Boeing’s team of engineers, led by Joe Sutter, went to work. One idea — to stack two airplanes on top of each other — proved unworkable in part because it would be too difficult to evacuate passengers in case of an emergency, Lombardi said. But the second idea — a twin aisle airplane now known as the widebody — proved to be the winner.
Because it was such a massive undertaking, Boeing built a factory the size of 40 football fields to accommodate the project. In all, it took a little less than three years for the team of 4,500 people to build the jetliner.

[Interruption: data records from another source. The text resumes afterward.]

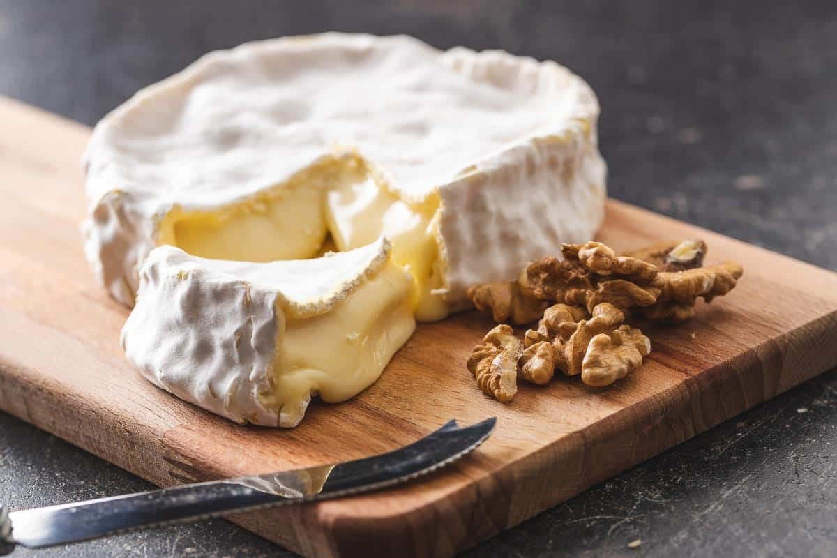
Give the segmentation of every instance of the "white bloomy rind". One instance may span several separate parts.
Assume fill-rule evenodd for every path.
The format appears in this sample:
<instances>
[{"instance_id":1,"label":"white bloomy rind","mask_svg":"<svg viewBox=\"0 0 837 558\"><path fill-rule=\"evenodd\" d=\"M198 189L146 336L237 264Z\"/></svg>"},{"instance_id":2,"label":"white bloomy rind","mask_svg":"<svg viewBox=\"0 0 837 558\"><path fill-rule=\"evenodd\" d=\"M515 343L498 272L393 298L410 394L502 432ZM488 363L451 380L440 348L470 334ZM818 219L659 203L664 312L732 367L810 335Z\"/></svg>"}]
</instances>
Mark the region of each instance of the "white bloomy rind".
<instances>
[{"instance_id":1,"label":"white bloomy rind","mask_svg":"<svg viewBox=\"0 0 837 558\"><path fill-rule=\"evenodd\" d=\"M469 285L593 237L605 198L598 116L577 75L502 51L325 33L212 53L96 125L85 253L131 305L172 208L246 200L350 149L401 199L440 201L439 290L456 308Z\"/></svg>"},{"instance_id":2,"label":"white bloomy rind","mask_svg":"<svg viewBox=\"0 0 837 558\"><path fill-rule=\"evenodd\" d=\"M382 239L316 259L250 264L154 248L122 347L142 376L182 399L237 422L296 426L311 392L280 408L267 402L285 395L270 378L289 320L333 310L387 265L389 252Z\"/></svg>"}]
</instances>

Since then there have been 18 different versions of the 747.
The plane took its first test flight in 1969 and began carrying passengers in 1970. Since then, it has carried more than 3.5 billion passengers.

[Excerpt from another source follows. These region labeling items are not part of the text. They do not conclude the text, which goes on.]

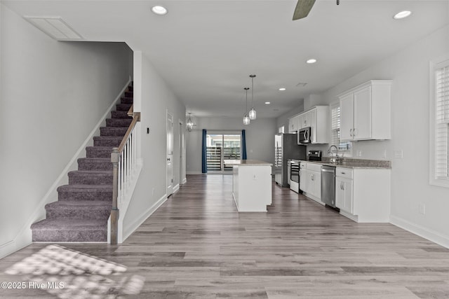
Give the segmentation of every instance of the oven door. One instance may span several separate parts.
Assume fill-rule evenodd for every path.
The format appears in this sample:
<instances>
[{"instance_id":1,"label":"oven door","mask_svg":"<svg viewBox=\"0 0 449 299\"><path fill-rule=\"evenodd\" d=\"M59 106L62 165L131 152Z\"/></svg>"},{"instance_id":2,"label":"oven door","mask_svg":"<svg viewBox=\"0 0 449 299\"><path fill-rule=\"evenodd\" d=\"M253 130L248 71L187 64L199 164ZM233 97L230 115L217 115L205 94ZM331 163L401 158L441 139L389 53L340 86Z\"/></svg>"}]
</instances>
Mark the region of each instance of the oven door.
<instances>
[{"instance_id":1,"label":"oven door","mask_svg":"<svg viewBox=\"0 0 449 299\"><path fill-rule=\"evenodd\" d=\"M300 192L300 162L291 162L290 165L290 188Z\"/></svg>"},{"instance_id":2,"label":"oven door","mask_svg":"<svg viewBox=\"0 0 449 299\"><path fill-rule=\"evenodd\" d=\"M297 144L309 144L311 137L310 127L303 127L297 132Z\"/></svg>"}]
</instances>

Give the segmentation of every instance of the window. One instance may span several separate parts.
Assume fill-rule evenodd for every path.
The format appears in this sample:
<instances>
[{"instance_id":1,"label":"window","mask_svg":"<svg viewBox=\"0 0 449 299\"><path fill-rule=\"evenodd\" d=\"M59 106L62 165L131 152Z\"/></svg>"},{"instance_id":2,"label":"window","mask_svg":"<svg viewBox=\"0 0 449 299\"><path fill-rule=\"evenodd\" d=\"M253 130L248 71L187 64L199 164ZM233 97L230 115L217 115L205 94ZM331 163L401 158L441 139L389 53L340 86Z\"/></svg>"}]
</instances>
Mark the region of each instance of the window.
<instances>
[{"instance_id":1,"label":"window","mask_svg":"<svg viewBox=\"0 0 449 299\"><path fill-rule=\"evenodd\" d=\"M351 157L352 143L340 141L340 102L330 104L330 144L338 148L338 155Z\"/></svg>"},{"instance_id":2,"label":"window","mask_svg":"<svg viewBox=\"0 0 449 299\"><path fill-rule=\"evenodd\" d=\"M449 187L449 56L431 62L430 183Z\"/></svg>"}]
</instances>

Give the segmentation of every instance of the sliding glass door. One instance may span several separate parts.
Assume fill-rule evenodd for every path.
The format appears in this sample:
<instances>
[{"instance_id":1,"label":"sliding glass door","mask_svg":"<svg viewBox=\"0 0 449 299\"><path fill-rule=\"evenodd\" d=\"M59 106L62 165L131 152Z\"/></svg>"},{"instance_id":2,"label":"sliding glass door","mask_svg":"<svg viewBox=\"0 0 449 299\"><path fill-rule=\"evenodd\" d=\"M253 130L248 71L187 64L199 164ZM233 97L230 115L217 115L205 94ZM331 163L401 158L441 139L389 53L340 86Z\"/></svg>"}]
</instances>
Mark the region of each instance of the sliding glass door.
<instances>
[{"instance_id":1,"label":"sliding glass door","mask_svg":"<svg viewBox=\"0 0 449 299\"><path fill-rule=\"evenodd\" d=\"M210 134L207 135L208 172L232 170L224 167L224 160L240 160L240 134Z\"/></svg>"}]
</instances>

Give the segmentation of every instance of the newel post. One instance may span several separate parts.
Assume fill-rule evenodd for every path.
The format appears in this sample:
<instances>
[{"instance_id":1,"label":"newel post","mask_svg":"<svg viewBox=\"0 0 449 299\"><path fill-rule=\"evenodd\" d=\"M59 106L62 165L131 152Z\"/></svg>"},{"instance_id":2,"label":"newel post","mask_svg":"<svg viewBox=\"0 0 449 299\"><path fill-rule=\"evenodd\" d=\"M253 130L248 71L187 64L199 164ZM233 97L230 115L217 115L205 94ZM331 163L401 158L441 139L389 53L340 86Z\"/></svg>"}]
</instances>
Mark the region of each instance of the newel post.
<instances>
[{"instance_id":1,"label":"newel post","mask_svg":"<svg viewBox=\"0 0 449 299\"><path fill-rule=\"evenodd\" d=\"M120 153L118 148L112 148L111 162L112 162L112 209L111 210L111 244L116 245L119 236L119 160Z\"/></svg>"}]
</instances>

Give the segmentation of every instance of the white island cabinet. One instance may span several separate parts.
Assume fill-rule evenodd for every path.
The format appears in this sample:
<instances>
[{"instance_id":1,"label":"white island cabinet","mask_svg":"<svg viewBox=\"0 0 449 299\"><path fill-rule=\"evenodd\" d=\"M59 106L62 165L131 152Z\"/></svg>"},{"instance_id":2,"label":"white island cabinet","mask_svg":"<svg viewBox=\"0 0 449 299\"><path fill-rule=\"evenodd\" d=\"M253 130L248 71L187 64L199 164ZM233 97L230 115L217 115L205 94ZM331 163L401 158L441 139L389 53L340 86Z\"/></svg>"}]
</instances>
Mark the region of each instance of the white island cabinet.
<instances>
[{"instance_id":1,"label":"white island cabinet","mask_svg":"<svg viewBox=\"0 0 449 299\"><path fill-rule=\"evenodd\" d=\"M267 211L272 204L272 163L257 160L225 160L232 166L232 196L240 211Z\"/></svg>"}]
</instances>

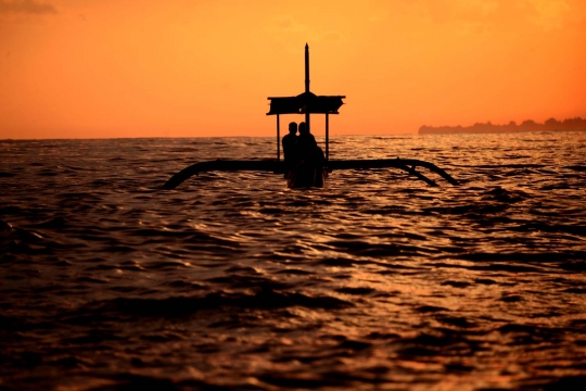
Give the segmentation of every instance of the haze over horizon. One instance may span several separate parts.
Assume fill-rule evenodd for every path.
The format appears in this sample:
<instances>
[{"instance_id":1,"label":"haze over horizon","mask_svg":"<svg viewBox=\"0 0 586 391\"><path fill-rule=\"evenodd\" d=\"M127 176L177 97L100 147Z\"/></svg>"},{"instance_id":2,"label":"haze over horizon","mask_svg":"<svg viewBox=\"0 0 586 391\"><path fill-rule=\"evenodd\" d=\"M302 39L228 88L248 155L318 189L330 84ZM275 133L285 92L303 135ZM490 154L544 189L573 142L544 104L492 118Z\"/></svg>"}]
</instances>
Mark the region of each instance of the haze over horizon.
<instances>
[{"instance_id":1,"label":"haze over horizon","mask_svg":"<svg viewBox=\"0 0 586 391\"><path fill-rule=\"evenodd\" d=\"M0 139L273 136L306 42L334 135L586 116L581 0L0 0Z\"/></svg>"}]
</instances>

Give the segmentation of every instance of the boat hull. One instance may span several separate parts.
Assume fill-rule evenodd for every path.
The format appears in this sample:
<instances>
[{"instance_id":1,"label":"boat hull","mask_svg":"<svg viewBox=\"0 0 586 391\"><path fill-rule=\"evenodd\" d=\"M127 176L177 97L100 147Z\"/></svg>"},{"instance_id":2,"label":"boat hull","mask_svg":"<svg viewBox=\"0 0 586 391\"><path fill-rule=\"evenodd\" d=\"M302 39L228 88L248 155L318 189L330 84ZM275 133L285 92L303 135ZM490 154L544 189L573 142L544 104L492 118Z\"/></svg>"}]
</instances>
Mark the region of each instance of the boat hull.
<instances>
[{"instance_id":1,"label":"boat hull","mask_svg":"<svg viewBox=\"0 0 586 391\"><path fill-rule=\"evenodd\" d=\"M286 175L286 187L290 189L326 186L328 169L323 165L300 164Z\"/></svg>"}]
</instances>

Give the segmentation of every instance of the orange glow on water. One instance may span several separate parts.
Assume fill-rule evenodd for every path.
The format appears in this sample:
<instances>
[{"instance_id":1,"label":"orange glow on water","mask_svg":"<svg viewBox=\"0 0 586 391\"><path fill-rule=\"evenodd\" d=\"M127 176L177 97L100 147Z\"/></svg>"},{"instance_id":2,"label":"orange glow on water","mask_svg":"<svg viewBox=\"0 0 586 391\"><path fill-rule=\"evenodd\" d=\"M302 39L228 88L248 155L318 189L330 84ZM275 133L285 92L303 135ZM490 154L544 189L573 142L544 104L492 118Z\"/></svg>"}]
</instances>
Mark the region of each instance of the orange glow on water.
<instances>
[{"instance_id":1,"label":"orange glow on water","mask_svg":"<svg viewBox=\"0 0 586 391\"><path fill-rule=\"evenodd\" d=\"M15 0L0 36L0 138L272 136L305 42L333 135L586 115L581 0Z\"/></svg>"}]
</instances>

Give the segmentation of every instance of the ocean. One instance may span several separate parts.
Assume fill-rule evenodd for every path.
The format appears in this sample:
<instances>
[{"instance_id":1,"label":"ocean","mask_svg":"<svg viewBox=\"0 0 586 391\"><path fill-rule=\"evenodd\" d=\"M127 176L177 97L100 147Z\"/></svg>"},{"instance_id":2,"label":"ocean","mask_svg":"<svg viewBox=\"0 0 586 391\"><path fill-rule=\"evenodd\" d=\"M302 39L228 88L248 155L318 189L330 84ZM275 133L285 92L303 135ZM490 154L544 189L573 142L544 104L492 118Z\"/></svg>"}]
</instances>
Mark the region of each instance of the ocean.
<instances>
[{"instance_id":1,"label":"ocean","mask_svg":"<svg viewBox=\"0 0 586 391\"><path fill-rule=\"evenodd\" d=\"M0 140L0 389L586 389L586 133L275 142Z\"/></svg>"}]
</instances>

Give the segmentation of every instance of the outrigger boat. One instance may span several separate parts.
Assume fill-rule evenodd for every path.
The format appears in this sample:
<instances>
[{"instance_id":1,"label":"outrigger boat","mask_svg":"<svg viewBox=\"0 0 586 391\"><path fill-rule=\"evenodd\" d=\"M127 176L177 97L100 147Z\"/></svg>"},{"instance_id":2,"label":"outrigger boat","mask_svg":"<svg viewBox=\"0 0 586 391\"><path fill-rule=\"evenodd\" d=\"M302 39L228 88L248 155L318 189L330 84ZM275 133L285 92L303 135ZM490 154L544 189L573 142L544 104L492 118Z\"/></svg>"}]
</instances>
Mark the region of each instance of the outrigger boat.
<instances>
[{"instance_id":1,"label":"outrigger boat","mask_svg":"<svg viewBox=\"0 0 586 391\"><path fill-rule=\"evenodd\" d=\"M270 110L267 115L277 115L277 159L242 161L215 160L192 164L175 174L163 189L175 189L177 186L200 173L221 171L256 171L285 174L289 188L323 187L328 174L336 169L368 169L368 168L399 168L430 186L438 186L434 180L416 171L425 167L438 174L451 185L459 185L449 174L433 163L415 159L375 159L375 160L330 160L330 114L339 114L337 110L344 104L344 96L316 96L309 90L309 47L305 45L305 92L295 97L269 97ZM326 152L324 160L318 163L302 161L293 167L288 167L281 161L280 116L283 114L305 114L305 126L310 131L310 114L326 115Z\"/></svg>"}]
</instances>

First lady Patricia Nixon attended the plane’s christening, held at Dulles International Airport in 1970. There’s a black and white photo of Nixon, seated in the plane’s cockpit with then-Secretary of Transportation Paul Volpe and Najeeb Halby, the chairman of the board for Pan American Airlines. Instead of champagne, red, white and blue water was sprayed on the plane. A week later, the first flight operated by Pan Am left New York bound for London. It was delayed six hours.
With its four engines, the 747 represented a significant leap forward for air travel. It was faster and could travel further, using less fuel than any previous jet. But the plane’s real selling point was that it could carry more than 400 passengers — more than twice as many as the largest airliner previously in use.
Despite the excitement, it wasn’t an immediate success in part because the economic downturn that began in 1969, Lombardi said. But as the economy recovered, it soon it became a status symbol airlines.
“Everyone had to have a 747,” said van der Linden, the Smithsonian curator. “It became the flagship for every major airline. If you didn’t have one, you weren’t a top notch airline.”
It wasn’t just passengers who loved the plane.
Pilot Melinda Cerisano flew 747s for United out of Los Angeles for 14 years before moving back to Northern Virginia a few years ago. She said the plane is surprisingly docile for its size, forgiving and easy to land.
“It’s a majestic bird,” she said. “It taxis out slow but it’s just gorgeous.”
She, too, is sorry to see it leave the United fleet.
“I think it’s a great part of American history,” she said. “It’s one of the wonderful things one of our companies birthed.”
Added Lombardi, the Boeing historian: “It really represented America at the time — this feeling that we could do anything if we put our minds to it.”
Greco, the veteran pilot, still remembers when the first 747 came to Phoenix in early 1970.
“I remembered seeing it and being enthralled,” he said. “It was so big, but so graceful.”
He was determined to fly the 747 before he retired. And he wasn’t disappointed.
One of his very last assignments was to fly a 747 to the airline graveyard in Southern California. With no passengers and no luggage aboard, the plane “leapt off the ground,” he said.
“It had a lot of life in it,” he said. “You almost wish it wasn’t going to be retired.”
But despite its dominance, it came time for the plane to be phased out for lighter, more environmentally friendly, fuel efficient jets like Boeing’s 777 and 787.
“For many of us, it’s very sad to see the aircraft go, even though we understand why,” said Idris, United’s station chief at Dulles. “There’s just a lot of nostalgia associated with that aircraft, a lot of fond memories — a lot of association with a different time in air travel. While we have a wonderful future ahead of us with these new aircraft — it’s very nostalgic to think about how the 747 changed us personally as well as the industry.”